The pot of gold at the end of this rainbow is the best mac and cheese ever! From Muenster to cheddar to Monterey jack, cheese lovers will love this mac and cheese!

  • 8
  • 15 mins
  • 60 mins

Ingredients

  • 1 tablespoon vegetable oil
  • 1 pound elbow macaroni
  • 1/2 cup + 1 tablespoon butter
  • 1/2 cup Muenster cheese, shredded
  • 1/2 cup mild Cheddar cheese, shredded
  • 1/2 cup sharp cheddar cheese, shredded
  • 1/2 cup Monterey Jack cheese, shredded
  • 2 cups half & half
  • 1 cup Velveeta, cut into small cubes
  • 2 large eggs, lightly beaten
  • 1/4 teaspoon salt
  • 1/8 teaspoon black pepper, freshly ground

Preparation

Step 1

Preheat oven to 350°F. Lightly butter a deep 2 1/2 quart casserole.

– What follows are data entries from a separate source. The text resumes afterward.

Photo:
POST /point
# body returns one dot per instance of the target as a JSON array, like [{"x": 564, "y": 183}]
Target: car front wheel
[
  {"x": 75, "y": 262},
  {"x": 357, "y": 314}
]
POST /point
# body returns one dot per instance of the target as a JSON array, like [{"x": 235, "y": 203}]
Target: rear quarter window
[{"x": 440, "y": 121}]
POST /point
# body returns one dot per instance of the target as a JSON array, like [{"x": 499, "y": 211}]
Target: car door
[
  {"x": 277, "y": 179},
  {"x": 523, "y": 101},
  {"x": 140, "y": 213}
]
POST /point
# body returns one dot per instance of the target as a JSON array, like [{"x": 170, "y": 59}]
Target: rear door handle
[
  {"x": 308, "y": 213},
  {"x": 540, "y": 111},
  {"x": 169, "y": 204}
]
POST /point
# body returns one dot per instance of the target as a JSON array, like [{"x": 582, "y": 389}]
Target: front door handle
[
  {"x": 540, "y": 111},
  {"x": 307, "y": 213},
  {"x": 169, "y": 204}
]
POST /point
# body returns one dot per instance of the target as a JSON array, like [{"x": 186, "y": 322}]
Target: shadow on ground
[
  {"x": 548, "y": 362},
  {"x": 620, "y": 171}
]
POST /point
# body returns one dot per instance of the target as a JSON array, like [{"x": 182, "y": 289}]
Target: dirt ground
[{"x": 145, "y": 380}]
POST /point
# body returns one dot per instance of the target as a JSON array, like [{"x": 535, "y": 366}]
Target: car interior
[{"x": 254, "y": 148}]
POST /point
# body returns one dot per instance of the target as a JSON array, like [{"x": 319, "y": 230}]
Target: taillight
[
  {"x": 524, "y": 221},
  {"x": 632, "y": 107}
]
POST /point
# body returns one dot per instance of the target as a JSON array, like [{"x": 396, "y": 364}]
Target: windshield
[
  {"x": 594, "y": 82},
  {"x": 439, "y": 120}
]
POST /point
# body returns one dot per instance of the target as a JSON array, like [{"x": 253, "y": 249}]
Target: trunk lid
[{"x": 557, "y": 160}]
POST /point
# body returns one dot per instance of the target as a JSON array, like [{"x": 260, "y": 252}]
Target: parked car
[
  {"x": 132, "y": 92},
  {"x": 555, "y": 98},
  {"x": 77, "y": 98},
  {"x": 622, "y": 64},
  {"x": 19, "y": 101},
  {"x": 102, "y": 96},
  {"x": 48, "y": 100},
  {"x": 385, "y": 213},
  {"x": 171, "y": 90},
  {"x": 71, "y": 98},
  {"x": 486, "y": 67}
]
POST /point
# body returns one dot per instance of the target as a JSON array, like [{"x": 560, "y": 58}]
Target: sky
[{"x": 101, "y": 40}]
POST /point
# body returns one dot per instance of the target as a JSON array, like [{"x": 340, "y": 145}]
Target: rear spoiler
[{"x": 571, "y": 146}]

Bring a large pot of water to a boil over high heat, add the oil then the elbow macaroni and cook until macaroni is just tender (about 7 minutes). Do not overcook. Drain well and return to the pot.

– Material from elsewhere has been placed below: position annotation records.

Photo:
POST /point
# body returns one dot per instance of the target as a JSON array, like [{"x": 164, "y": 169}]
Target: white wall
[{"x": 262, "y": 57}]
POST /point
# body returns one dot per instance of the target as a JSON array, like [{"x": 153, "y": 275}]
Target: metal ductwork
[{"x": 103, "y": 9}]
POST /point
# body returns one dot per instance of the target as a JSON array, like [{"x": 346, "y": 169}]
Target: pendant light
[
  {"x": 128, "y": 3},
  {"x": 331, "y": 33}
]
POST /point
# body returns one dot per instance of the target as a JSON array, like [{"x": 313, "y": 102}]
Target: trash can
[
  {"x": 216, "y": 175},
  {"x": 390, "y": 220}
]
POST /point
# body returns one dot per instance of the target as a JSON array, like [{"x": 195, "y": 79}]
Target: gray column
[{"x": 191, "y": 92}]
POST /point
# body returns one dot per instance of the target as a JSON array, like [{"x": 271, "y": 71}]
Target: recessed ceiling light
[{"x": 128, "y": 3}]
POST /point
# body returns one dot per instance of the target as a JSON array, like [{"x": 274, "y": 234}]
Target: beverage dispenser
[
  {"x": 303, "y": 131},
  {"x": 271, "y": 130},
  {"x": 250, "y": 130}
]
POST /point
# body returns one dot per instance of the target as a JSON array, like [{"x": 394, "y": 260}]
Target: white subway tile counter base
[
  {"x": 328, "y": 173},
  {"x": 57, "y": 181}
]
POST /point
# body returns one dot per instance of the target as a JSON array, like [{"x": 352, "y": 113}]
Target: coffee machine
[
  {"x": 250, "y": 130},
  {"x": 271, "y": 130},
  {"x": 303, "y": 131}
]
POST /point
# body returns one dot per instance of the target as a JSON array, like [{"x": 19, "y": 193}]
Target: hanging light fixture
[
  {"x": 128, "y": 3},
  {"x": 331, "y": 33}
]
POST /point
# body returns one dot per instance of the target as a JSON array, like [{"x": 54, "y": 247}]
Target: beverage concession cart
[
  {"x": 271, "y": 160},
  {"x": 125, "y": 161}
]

In a small saucepan, melt the first measure of butter. Stir into the macaroni. In a large bowl, mix the Muenster, mild and sharp Cheddar cheese and the Monterey Jack cheese. To the macaroni, add the half and half, 1 1/2 cups of the shredded cheeses, the cubed Velveeta and the eggs. Season with salt and pepper. Transfer to the buttered casserole.

Sprinkle with the remaining 1/2 cup of cheese and dot with the remaining butter.

Bake until it is bubbling around the edges, about 35 minutes. Serve hot.